Depuis l'éradication de l'infection à la fin des années 1970, grâce à une campagne de vaccination, des spécimens de ce virus existent seulement dans des congélateurs sécurisés de laboratoires. Mais les origines de ce virus restent inconnues, et c'est la découverte de cet ADN viral dans la peau de ce corps momifié qui pourrait nous en dire plus. Comme il se trouvait dans une crypte, sous une église, en Lituanie, les scientifiques ont dû obtenir l'accord de l'OMS avant de démarrer le séquençage de l'ADN de cet ancien agent pathogène.

L'infection est apparue plus tôt qu'on ne le pensait 

Celui-ci indiquerait, entre autres, que l'infection est apparue chez les humains peut-être plus récemment qu'on ne le pensait, et révèle aussi que ce microbe a connu plusieurs mutations. « Il y a des signes que des momies égyptiennes vieilles de 3 000 à 4 000 ans avaient des marques rappelant des peaux grêlées, interprétées comme résultant des pustules caractéristiques de la variole », explique la principale auteure de ces travaux Ana Duggan.
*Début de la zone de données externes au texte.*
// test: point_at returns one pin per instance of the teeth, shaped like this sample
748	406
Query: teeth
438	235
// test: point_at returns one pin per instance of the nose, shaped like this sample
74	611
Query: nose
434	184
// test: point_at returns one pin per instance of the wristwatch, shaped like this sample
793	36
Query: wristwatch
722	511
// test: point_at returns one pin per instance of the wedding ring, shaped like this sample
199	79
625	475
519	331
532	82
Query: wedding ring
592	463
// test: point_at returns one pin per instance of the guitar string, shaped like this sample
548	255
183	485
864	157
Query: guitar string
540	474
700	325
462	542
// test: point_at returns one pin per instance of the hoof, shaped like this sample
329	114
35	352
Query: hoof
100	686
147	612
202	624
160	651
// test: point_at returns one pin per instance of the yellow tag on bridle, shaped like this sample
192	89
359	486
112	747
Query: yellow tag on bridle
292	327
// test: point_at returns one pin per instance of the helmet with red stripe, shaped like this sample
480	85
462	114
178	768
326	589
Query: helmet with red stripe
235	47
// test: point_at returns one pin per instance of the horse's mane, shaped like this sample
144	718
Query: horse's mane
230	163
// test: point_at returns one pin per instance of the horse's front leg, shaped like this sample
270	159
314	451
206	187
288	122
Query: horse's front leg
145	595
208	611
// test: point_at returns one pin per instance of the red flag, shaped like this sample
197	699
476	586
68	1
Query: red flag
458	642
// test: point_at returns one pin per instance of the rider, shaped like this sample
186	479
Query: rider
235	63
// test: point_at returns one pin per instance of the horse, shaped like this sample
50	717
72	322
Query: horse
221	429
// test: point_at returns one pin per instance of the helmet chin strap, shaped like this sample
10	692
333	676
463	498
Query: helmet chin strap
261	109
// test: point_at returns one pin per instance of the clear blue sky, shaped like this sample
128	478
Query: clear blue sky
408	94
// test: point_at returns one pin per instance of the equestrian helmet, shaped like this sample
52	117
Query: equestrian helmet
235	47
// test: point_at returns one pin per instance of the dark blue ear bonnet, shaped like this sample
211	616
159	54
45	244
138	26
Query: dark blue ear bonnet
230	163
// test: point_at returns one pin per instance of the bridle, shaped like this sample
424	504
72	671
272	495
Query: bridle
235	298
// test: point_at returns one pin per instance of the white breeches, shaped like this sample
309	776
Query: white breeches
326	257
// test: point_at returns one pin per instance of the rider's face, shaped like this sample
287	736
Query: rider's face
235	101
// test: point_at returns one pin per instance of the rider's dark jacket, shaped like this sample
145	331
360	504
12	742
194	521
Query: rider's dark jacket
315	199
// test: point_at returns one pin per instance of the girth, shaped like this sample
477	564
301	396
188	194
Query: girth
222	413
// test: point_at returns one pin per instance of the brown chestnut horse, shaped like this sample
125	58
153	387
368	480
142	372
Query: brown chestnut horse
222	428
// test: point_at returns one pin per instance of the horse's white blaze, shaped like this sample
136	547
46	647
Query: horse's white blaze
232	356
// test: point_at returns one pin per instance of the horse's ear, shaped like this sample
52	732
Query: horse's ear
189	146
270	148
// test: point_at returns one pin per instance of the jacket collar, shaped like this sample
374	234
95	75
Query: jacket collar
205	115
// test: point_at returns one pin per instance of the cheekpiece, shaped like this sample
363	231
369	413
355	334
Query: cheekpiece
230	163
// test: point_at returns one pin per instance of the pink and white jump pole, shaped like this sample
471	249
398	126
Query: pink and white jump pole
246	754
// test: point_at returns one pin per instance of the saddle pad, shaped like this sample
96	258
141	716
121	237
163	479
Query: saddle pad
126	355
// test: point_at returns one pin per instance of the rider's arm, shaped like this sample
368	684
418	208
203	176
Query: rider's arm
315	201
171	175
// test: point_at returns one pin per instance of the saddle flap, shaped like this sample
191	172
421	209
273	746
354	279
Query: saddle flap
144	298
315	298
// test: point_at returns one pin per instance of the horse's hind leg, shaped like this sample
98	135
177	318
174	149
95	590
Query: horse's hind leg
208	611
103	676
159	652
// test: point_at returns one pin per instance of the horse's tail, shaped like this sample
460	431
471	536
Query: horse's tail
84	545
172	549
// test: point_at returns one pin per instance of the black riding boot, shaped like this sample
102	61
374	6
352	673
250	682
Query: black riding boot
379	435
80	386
Chercheuse à l'université McMaster (Canada), elle ajoute : « Cette dernière découverte remet vraiment en question cette interprétation et laisse penser que l'histoire de la variole dans les populations humaines pourrait être inexacte ». Pour affirmer cela, les scientifiques ont reconstitué le génome complet de la souche trouvée dans le corps momifié et l'ont comparé à ceux de virus de la variole datant du milieu du XIXe siècle et également de la période précédent l'éradication de l'infection, à la fin des années 1970.

Crédit : Kiril Cachovskij of the Lithuanian Mummy Project, 2015


Pourquoi la variole s'est propagée dans le monde 

Ils en concluent que ces virus avaient un ancêtre viral commun qui est apparu entre 1588 et 1645, ce qui coïncide avec une période d'exploration, de migration et de colonisation qui pourrait avoir contribué à la propagation de la variole autour du globe. Ainsi, « les Egyptiens de l'époque de Ramsès V (-1150 à -1145 av. J.-C.) ne souffraient peut-être pas de variole, mais seulement de la varicelle et de la rougeole », avance Hendrik Poinar, co-auteur de l'étude.

En outre, la reconstitution du génome de ce virus du XVIIe siècle fournit une datation plus précise de l'évolution de la maladie. Les auteurs ont ainsi pu identifier des périodes distinctes d'évolution virale. Ils citent un exemple clair qui s'est produit vers l'époque à laquelle le médecin anglais Edward Jenner a créé son vaccin contre le virus de la variole au XVIIIe siècle. Pendant cette période, le virus s'est apparemment divisé en deux souches, ce qui suggère que la vaccination a pu exercer une pression sur l'agent pathogène qui se serait adapté.